NICK GILLESPIE ON JON STEWART ON GUNS: “Stewart makes a lot of good points, or at least points worth thinking about. In the end, though, he comes up well short of proposing meaningful reforms. In that failure, too, he’s capturing the anti-gun zeitgeist.”

Plus, peddling bogus numbers:

That 30,000 number stood out to me because it seemed very high. According to the FBI, in 2011, there was a total of 8,583 firearm homicides in the U.S. That may well be 8,583 gun murders too many, but it’s nowhere near 30,000 (the total number of murders by all methods came to 12,664). The Centers for Disease Control (CDC) uses a different method and found about 11,000 gun-related murders in 2011 and the total number of homicides to be around 16,000 (see table 2). So How did Stewart get to 30,000? By adding the number of gun-related suicides to the number of homicides.

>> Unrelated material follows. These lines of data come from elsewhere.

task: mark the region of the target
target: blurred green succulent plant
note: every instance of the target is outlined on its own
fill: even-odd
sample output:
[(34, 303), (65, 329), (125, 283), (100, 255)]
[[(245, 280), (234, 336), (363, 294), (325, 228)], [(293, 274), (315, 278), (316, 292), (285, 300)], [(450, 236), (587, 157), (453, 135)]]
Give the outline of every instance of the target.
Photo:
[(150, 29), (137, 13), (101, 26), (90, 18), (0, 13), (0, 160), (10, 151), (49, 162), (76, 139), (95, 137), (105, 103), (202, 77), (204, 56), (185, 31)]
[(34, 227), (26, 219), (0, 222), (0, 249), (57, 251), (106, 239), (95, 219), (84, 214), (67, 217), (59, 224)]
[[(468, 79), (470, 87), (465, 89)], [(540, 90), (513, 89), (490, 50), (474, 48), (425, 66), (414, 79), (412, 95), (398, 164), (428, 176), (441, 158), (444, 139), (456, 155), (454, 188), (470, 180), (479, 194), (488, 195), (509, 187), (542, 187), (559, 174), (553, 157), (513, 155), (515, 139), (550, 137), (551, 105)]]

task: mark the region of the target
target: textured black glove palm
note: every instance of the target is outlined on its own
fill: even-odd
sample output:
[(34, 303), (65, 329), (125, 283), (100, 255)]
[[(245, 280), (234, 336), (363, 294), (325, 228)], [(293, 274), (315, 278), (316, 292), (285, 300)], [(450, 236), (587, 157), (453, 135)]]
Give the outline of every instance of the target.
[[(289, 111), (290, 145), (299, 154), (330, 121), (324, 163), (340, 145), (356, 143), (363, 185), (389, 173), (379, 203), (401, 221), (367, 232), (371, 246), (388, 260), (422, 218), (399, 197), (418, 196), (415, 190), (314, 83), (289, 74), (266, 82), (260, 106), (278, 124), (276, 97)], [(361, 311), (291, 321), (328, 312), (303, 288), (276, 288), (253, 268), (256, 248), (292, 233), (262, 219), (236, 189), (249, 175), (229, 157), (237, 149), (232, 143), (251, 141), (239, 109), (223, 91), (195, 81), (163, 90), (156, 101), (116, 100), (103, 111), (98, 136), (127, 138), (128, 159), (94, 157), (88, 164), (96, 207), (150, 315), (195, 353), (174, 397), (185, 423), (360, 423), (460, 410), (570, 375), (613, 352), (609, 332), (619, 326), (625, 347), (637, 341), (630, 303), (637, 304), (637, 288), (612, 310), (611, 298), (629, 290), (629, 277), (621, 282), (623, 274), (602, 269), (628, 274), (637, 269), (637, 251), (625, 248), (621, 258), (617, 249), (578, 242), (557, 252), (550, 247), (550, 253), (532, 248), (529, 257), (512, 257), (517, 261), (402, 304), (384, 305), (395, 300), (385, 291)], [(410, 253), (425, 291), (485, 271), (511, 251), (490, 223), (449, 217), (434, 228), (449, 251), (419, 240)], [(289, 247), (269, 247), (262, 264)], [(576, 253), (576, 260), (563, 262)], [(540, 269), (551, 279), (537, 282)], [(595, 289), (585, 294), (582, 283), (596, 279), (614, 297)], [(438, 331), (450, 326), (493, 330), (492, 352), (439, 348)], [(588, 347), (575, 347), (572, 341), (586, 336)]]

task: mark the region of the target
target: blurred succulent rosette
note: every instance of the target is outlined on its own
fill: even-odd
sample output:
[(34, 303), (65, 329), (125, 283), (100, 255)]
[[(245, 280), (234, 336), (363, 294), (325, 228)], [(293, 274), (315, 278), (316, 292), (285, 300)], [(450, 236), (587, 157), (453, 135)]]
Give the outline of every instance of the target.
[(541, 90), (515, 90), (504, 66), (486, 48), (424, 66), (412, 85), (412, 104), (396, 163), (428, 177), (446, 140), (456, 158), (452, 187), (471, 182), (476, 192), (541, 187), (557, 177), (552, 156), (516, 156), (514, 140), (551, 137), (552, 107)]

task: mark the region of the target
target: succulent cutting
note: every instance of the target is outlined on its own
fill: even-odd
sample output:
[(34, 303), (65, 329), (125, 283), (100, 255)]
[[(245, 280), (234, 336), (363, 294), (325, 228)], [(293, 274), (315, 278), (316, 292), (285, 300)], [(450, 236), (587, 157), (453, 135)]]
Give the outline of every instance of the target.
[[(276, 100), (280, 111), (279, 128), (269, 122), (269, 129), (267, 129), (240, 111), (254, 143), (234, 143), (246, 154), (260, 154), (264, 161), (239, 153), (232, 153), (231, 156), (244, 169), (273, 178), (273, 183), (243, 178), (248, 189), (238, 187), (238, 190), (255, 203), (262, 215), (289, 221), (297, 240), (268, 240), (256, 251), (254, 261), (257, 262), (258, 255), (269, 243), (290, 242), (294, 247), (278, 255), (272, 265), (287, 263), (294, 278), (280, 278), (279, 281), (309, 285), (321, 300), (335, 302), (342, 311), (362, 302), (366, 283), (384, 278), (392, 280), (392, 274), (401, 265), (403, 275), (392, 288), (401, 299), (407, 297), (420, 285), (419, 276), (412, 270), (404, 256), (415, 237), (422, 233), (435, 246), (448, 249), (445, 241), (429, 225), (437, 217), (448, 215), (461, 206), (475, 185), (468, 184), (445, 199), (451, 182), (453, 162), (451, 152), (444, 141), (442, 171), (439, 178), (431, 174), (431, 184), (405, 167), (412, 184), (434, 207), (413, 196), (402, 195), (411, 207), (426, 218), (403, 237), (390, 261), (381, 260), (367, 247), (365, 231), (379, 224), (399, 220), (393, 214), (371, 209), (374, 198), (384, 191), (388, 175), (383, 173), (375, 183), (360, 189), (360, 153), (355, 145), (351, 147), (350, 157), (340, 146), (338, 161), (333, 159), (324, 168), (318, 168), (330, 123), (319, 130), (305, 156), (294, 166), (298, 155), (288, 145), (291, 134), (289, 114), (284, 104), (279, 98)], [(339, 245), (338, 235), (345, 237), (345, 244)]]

Wait, why include suicides? I thought we had a right to die? Also:

Once you strip away the raw emotionalism of the carnage at Sandy Hook, or the Aurora theater, or Columbine, or Luby’s, or whatever, you’re left with a series of inconvenient truths for gun-control advocates: Over the past 20 years or so, more guns are in circulation and violent crime is down. So is violent crime that uses guns. Murders are down, too, even as video games and movies and music and everything else are filled with more fantasy violence than ever. For god’s sake, even mass shootings are not becoming more common. If ever there was a case to stand pat in terms of public policy, the state of gun control provides it (and that’s without even delving into the fact that Supreme Court has recently validated a personal right to own guns in two landmark cases). It’s probably always been the case but certainly since the start of 21st century, it seems like we legislate only by crisis-mongering and the results have not been good.

Well, we do have the worst political class ever, which is probably an argument for not doing much of anything.